La mise en lumière de cette problématique questionne également l’accompagnement des personnes touchées. Les femmes et les enfants sont les principales victimes. Une fois la situation identifiée, c’est un parcours complexe qui débute. Un soutien est nécessaire tant d’un point de vue psychologique que juridique. Les membres du collectif “M’endors pas” souhaitent y contribuer en recueillant et en orientant la parole des concernés.   

« On veut se servir de l’onde de choc du procès pour dire que c’est très présent, et qu’il faut accompagner les citoyennes et citoyens qui en sont victimes”, détaille son cofondateur.  

Les bénévoles reçoivent les appels et voient en fonction des besoins exprimés quelles suites il est possible de donner.

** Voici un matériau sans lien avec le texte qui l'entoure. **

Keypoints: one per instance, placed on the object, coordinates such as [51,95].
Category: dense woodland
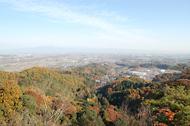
[48,97]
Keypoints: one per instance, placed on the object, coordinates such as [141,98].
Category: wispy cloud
[110,25]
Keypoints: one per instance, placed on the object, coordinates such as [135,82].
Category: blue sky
[153,25]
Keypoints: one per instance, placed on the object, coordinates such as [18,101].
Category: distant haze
[161,26]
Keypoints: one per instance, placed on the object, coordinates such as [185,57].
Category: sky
[152,25]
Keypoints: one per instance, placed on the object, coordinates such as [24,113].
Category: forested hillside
[49,97]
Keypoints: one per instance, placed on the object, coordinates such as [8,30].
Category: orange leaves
[110,90]
[95,108]
[134,94]
[40,98]
[10,97]
[168,113]
[112,114]
[160,124]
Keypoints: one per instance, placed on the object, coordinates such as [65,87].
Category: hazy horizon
[153,26]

Il n’existe pas d’accompagnement type car les demandes sont variées. Il peut s’agir de personnes qui en sont au début du parcours de reconnaissance comme de personnes qui ont déjà été victimes et qui sont confrontées au système judiciaire ou à jugement classé sans suite. 

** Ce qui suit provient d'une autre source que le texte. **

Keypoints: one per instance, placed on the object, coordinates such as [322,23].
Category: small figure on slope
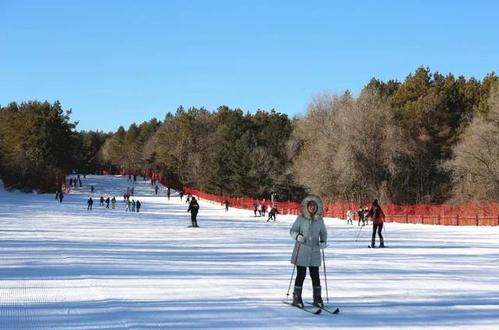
[193,208]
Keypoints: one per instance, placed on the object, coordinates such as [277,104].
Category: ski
[308,310]
[332,310]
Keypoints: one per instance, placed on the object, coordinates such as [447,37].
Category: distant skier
[272,214]
[360,213]
[310,234]
[366,216]
[193,208]
[378,217]
[90,202]
[349,216]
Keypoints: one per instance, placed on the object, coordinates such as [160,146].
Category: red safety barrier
[486,214]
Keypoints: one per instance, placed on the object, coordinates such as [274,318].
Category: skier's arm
[295,229]
[323,233]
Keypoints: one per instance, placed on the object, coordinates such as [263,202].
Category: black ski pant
[377,228]
[314,274]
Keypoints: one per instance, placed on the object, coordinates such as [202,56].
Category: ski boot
[317,297]
[297,301]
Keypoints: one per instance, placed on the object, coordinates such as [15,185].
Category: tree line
[432,138]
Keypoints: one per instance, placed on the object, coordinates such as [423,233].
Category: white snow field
[62,267]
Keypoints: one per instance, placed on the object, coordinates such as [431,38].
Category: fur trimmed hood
[310,198]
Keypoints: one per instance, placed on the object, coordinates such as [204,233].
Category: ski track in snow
[62,267]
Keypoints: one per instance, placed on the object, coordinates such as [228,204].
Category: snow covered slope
[62,267]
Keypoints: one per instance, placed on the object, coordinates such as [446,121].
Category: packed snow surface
[62,267]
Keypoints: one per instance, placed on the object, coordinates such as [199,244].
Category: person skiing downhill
[350,216]
[310,234]
[193,208]
[378,217]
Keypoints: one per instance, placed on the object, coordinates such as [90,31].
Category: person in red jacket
[378,218]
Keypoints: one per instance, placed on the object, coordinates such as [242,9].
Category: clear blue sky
[118,62]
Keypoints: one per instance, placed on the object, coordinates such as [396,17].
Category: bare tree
[475,164]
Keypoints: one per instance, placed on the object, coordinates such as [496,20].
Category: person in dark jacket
[272,214]
[90,202]
[193,208]
[310,235]
[378,218]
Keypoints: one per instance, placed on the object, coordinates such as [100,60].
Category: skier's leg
[300,277]
[316,283]
[381,240]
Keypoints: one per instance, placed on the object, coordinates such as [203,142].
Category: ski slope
[62,267]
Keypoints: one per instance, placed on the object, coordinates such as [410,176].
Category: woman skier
[310,234]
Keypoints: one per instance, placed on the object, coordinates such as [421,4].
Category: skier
[193,208]
[378,217]
[360,213]
[349,216]
[310,234]
[90,202]
[272,214]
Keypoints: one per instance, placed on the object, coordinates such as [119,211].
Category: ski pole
[359,234]
[325,276]
[294,267]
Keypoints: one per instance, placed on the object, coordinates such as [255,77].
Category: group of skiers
[260,210]
[362,213]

Ceux qui pensent avoir subi une soumission chimique peuvent se tourner vers le Centre de Référence sur les Agressions Facilitées par des Substances Chimiques (CRAFS).

Ces organisations ont un rôle salvateur car entre les difficultés à se faire entendre et celles du système juridique, le parcours des victimes est encore semé d’embuches.

Plus largement, c’est un meilleur traitement des cas de violences sexistes et sexuelles qui est nécessaire. C’est aussi l’un des messages qui veut être passé au travers de ce procès. « C’est un procès pour l’avenir, un procès pour l’espoir : maintenant il faut que ça change », déclare Anne Bouillon, avocate pénaliste en droit des femmes spécialiste des violences conjugales.

Il est encore trop tôt pour en dresser un bilan définitif, mais ce jugement est déjà historique à bien des égards. Au cours de ces quatre derniers mois, des milliers de paires d’yeux étaient rivés sur la cour criminelle d’Avignon, bien au-delà des frontières de l’Hexagone. Par son refus du huis clos, et sa volonté de dénoncer haut et fort les atrocités dont elle a été victime, Gisèle Pélicot s’est imposée comme une figure d’influence tant en France qu’à l’étranger. De quoi présager un « avant » et un « après » procès Pélicot. Le verdict sera rendu le 20 décembre prochain.